7. I beg to go back to the waiting room while Mike’s teeth cleaning continues with much ranting rising over the sounds of drilling. Not too sure what’s going on until I hear Mike begging for novocaine. Novocaine for a teeth cleaning? What a wimp I think. She finally gives it to him after charging him an extra 17 euros for the shot.

8. All of a sudden the office is filled with the sound of dogs barking. A whole hungry pack of them! Dr. Doom drops everything and rushes into another room. I sneak in to visit Mike who is still sitting in the chair, half done, with blood on his bib. “What is she doing to you?” He just shrugs.

9. Finally it’s my turn. By now it’s past 8 PM and my anxiety is only superseded by the fact that I am starving. I sit down in the chair, but instead of opening my mouth Dr. Doom bustles about, showing me pictures of her 5 dachshunds, telling me how she needs to find a “new husband,” and just generally chit chatting. I fight the urge to scream.
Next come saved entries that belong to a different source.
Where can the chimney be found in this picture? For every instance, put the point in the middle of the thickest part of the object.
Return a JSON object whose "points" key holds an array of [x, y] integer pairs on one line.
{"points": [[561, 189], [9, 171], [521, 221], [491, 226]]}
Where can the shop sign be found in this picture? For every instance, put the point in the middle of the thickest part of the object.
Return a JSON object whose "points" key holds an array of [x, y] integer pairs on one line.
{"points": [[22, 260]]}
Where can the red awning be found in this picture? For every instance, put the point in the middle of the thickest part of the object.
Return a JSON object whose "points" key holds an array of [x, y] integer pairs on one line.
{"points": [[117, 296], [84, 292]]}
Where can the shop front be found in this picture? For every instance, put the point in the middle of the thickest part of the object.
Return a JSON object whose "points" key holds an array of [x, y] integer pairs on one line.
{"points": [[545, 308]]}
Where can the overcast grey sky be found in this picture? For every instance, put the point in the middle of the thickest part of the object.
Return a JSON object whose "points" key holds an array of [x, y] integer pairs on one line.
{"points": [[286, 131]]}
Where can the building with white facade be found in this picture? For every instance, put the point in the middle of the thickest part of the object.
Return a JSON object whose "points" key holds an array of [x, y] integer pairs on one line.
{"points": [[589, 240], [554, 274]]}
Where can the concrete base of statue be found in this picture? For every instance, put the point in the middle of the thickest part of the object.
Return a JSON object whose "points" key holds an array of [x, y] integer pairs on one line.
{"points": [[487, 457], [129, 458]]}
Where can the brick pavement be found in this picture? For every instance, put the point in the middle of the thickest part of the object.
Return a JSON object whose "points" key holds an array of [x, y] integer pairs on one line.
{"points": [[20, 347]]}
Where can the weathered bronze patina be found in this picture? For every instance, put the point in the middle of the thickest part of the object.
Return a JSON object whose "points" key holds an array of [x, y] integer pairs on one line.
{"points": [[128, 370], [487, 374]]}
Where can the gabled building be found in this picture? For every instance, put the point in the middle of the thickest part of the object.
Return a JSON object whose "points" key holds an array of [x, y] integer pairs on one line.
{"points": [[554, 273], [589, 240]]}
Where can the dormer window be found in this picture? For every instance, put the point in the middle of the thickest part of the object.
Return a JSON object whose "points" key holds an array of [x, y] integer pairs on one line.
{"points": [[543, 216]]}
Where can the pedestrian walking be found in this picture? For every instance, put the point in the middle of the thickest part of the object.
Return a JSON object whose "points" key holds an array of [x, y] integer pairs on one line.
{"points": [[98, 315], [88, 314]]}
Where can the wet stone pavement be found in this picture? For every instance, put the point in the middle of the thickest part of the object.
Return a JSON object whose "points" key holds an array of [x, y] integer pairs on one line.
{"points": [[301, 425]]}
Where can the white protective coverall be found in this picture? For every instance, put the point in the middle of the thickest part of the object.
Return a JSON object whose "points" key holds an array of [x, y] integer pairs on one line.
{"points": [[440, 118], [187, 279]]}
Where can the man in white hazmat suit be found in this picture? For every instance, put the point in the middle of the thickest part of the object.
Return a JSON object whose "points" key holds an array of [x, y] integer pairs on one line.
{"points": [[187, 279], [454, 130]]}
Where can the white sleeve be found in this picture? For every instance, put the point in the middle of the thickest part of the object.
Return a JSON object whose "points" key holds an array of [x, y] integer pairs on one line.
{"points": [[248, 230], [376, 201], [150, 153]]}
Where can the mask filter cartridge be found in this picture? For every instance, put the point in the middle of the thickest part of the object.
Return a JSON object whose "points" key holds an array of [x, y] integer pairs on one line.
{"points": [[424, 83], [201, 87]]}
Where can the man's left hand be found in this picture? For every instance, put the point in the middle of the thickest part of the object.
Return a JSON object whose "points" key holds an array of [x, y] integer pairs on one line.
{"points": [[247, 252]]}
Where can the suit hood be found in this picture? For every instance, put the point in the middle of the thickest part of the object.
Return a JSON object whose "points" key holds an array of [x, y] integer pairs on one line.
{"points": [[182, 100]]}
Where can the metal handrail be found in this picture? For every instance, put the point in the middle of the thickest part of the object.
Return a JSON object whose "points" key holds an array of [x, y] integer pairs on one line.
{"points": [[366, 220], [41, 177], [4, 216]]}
10. Finally she gets to work on my teeth… at which point I start to regret all the life choices that lead me to this point. I am no dentist, I don’t know what exactly she was doing in my mouth, only that it felt like no cleaning I’d ever sat through and man did it HURT. Her powerbrush feels like it was going to knock my teeth straight out of my head as it whirs and screeches.Now here is where it get’s gross: As Dr. Doom grinds my teeth and babbles on about Berlusconi (“I love him! I mean, I know he was caught with those women, but at least they were WOMEN, am I right?”), my mouth starts to fill with blood. A LOT of blood. “Ack! So much blood!” she exclaims, wiping at my mouth, “It’s like a horror movie here.” I nod meekly. Blood is basically overflowing out of my mouth and down my chin.5 agonizing minutes later: “There’s too much blood, I can’t see what I’m doing- I guess you are done!” she announces finally as I try not to cry. She releases me and wanders off to check on her dogs.

11. We pay, skillfully evade a second pitch for Flossing School and book it out of there as fast as possible.At this point Mike and I can only look at each other in complete and utter horror. “You have blood on your forehead,” he whispers, eyes like saucers. It’s now 9:30 at night and we are dying of hunger so we make a bee line to our favorite neighborhood restaurant for heaping plates of pasta carbonara.

Two days later my teeth STILL hurt (that’s normal right?). I’ve had my teeth cleaned at least once a year for most of my life and I’ve never experiences what ever that was. Pretty sure my next trip to the dentist is going to have to involve heavy sedatives.

I still do think medical tourism is a viable option, you just have to choose your destination carefully. Mike got a cavity filled in Thailand and found it a very pleasant and cheap experience. When it comes to health care I wouldn’t say it’s you get what you pay for, maybe you get WHERE you pay for.

All I know is I’m never doing THAT again.